I'm finishing up a disc brake conversion on an old Singer, it's got all "new" hardware that's been bolted to the car for a year or so, but has been sitting for around a year or so.
It had a super beetle master cylinder on it,(3/4" bore I think) but would never bring up a good pedal. I swapped in a larger bore master cylinder from a vanagon and I think it feels better, but it could be my imagination.
I've pulled off one of the calipers to watch it in action and it appears that there is excessive pad retraction on releasing the pedal as it returns to it's original position even unbolted from the rotor.
Any ideas? I'm thinking either my MC is still too small or I have bad calipers (either from the parts supplier or from the sitting unused for so long). My first step should be to get piston diameters and do some hydraulic maths I guess.
It sounds like the seals between the pistons and caliper are twisting/binding and retracting the pistons when pressure is released. I have seen this a few times... mostly with square section seals.
Just did all the maths, (assuming 75lbs. pedal effort) should be making around 3300 lbs of clamping force at each wheel which should be plenty for this little thing. Now time to figure out what these calipers came off of and where they came from as they may still be under warranty.

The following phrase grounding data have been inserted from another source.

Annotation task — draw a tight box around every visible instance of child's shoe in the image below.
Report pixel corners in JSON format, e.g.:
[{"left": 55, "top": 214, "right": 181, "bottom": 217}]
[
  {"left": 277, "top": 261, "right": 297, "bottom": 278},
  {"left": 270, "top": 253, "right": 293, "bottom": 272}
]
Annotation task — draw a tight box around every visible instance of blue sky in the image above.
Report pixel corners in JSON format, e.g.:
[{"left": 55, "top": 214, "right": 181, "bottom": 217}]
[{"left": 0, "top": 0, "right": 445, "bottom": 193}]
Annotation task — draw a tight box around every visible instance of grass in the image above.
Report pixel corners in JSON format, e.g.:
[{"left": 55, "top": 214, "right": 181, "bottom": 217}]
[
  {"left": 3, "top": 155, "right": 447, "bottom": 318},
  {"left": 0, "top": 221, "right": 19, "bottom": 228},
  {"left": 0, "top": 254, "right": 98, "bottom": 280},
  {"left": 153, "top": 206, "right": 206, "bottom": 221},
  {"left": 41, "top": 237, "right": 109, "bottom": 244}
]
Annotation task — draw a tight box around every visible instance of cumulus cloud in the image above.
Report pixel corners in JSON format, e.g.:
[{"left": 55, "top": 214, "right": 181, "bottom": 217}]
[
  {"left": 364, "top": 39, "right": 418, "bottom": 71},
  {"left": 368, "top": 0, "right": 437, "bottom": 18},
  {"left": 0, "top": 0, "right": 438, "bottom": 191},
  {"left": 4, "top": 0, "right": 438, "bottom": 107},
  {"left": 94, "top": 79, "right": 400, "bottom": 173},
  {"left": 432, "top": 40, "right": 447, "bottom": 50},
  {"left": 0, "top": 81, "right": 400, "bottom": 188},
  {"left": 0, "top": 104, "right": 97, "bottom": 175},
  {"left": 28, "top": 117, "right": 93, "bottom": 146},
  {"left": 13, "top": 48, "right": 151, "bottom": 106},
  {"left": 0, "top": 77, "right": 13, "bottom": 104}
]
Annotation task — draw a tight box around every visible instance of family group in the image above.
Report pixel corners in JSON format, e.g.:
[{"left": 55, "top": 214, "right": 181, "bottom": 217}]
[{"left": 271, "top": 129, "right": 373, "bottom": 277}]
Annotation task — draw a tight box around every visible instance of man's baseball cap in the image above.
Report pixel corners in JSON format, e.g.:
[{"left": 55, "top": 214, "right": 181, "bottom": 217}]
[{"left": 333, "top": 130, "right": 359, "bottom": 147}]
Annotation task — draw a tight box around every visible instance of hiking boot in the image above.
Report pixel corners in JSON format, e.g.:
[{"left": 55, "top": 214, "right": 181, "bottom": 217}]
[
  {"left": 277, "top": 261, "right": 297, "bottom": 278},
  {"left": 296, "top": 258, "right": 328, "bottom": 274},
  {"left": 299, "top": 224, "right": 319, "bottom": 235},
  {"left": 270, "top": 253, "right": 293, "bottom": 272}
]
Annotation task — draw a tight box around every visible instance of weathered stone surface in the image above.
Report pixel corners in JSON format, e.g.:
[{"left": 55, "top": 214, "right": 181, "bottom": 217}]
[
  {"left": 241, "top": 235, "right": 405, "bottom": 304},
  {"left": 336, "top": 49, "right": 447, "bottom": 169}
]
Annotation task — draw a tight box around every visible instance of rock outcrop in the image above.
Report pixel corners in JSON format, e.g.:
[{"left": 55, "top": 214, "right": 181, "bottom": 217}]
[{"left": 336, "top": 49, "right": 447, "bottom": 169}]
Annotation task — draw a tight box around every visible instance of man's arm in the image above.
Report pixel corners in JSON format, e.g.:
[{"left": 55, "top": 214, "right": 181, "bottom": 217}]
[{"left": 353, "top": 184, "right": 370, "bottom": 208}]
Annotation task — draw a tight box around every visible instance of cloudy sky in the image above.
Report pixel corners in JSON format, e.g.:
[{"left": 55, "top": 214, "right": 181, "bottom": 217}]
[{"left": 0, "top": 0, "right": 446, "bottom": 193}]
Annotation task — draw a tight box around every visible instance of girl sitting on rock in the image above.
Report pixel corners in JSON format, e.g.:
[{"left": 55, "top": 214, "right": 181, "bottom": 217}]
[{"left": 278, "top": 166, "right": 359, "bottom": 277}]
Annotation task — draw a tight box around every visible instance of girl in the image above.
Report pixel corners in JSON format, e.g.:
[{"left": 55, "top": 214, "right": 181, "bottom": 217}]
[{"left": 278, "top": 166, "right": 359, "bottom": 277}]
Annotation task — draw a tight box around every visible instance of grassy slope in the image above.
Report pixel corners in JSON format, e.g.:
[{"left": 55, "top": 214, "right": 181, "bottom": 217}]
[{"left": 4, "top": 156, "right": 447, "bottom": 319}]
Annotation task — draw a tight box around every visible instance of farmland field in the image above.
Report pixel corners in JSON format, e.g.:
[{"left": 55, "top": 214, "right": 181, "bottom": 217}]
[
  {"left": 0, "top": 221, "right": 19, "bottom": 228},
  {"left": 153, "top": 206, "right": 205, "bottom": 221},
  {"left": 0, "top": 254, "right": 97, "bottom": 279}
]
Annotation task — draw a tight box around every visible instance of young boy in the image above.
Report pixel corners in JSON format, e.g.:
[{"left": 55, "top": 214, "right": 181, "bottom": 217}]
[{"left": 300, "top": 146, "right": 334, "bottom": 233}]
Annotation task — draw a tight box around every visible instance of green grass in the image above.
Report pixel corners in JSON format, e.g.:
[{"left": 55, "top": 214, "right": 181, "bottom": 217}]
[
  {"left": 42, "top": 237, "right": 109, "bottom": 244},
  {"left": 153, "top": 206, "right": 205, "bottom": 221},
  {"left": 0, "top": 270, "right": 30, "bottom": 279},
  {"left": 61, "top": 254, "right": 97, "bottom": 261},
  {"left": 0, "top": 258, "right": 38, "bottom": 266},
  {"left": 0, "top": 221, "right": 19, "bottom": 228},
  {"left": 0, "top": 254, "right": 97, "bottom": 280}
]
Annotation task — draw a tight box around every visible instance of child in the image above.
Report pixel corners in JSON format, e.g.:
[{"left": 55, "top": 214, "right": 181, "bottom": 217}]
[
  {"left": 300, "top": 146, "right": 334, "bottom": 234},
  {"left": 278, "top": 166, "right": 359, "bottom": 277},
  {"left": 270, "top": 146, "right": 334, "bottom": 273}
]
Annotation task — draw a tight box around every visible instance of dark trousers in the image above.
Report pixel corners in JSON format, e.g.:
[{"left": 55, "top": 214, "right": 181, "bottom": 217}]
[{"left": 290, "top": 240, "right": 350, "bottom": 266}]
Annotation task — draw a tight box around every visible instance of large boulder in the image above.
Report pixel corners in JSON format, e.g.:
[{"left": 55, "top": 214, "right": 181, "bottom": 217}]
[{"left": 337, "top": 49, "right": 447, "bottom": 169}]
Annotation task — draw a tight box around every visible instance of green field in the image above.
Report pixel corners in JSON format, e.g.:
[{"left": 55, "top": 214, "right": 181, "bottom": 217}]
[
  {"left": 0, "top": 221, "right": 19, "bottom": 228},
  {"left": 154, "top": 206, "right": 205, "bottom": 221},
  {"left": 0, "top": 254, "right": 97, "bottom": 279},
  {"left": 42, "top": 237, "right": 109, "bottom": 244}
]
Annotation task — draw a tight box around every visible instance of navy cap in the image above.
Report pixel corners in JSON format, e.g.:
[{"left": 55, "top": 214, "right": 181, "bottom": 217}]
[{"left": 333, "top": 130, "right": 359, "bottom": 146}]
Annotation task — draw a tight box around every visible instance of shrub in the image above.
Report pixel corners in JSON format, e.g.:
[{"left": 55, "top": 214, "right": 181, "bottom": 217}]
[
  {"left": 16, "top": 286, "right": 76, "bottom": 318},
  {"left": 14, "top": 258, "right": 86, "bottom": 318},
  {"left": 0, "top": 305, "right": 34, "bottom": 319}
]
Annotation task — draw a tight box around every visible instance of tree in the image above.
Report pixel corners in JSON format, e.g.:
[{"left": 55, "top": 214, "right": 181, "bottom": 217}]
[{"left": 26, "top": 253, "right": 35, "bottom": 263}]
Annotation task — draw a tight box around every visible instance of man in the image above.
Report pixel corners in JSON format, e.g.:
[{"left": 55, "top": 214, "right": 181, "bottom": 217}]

stafford's kinda on the right track. the piston seal lives in a groove in the caliper housing, and is designed to deform a little bit as pressure builds in the caliper before it allows the piston to slide. when pressure is released, the deformed seal retracts back to its original shape, pulling the piston back with it.
the deformation allows running clearance off-brake, and the sliding allows compensation for pad wear.
if the seal gets stuck to the piston, it will not allow the piston to slide relative to the seal, so when pressure is applied the seal stretches farther than it's supposed to, and when pressure is released it pulls back all the way to its original shape, which causes the excessive pull-back that you're seeing.
so the answer is that the piston seals are sticking to the pistons, and it's time for a rebuild.
wspohn
Reader
3/22/13 12:35 p.m.
Are your pistons in new condition? Are they chromed? If so, they shouldn't adhere to the seal enough to pull them back.
Have you pushed the pistons out further than normal and then pressed them back only enough to get the caliper over the disc again? They may still stick there but shouldn't pull back past the 'zero' point and with use should free up on the piston unless the piston is grotty or corroded.
In some of the race cars we have real trouble getting the pistons to stay out near the rotors, but that is because of pad kick back from excessive end float on bearings/axles, not your problem as I take it we aren't talking about something you experienced in driving?
wspohn wrote:
Are your pistons in new condition? Are they chromed? If so, they shouldn't adhere to the seal enough to pull them back.
Have you pushed the pistons out further than normal and then pressed them back only enough to get the caliper over the disc again? They may still stick there but shouldn't pull back past the 'zero' point and with use should free up on the piston unless the piston is grotty or corroded.
In some of the race cars we have real trouble getting the pistons to stay out near the rotors, but that is because of pad kick back from excessive end float on bearings/axles, not your problem as I take it we aren't talking about something you experienced in driving?
You are correct, the car is up in the air and not being driven. The calipers were new when the car was first put together by someone else and the caliper piston look chromed and shiny, but this wouldn't be the first time I've gotten a faulty brake part from an advancedpepzone box.
I did rapidly pump the pedal with the LF caliper off the rotor and it eventually crept it's way out, I squeezed it back down with some channel-locks and it still behaves the same. The other calipers seem to be working fine, so now I just need to get this one identified and hopefully swapped out for free under warranty.
I wouldn't do anything until I'd driven the car. The calipers, when fresh, will draw the pistons back further than when the seals get old and harder, and most people push WAY too hard on the pedal sitting still, and think thats where the pedal will be driving.
Also- how much is the firewall flexing?
Streetwiseguy wrote:
Also- how much is the firewall flexing?
None, the brake pedal arm pivots on the frame rail under the floor. The floor pans are and firewall are plywood.
That is normal on a fresh rebuild of calipers. Drive it around, hold your foot on the pedal to get the calipers smoking hot. Should be better then. BTDT.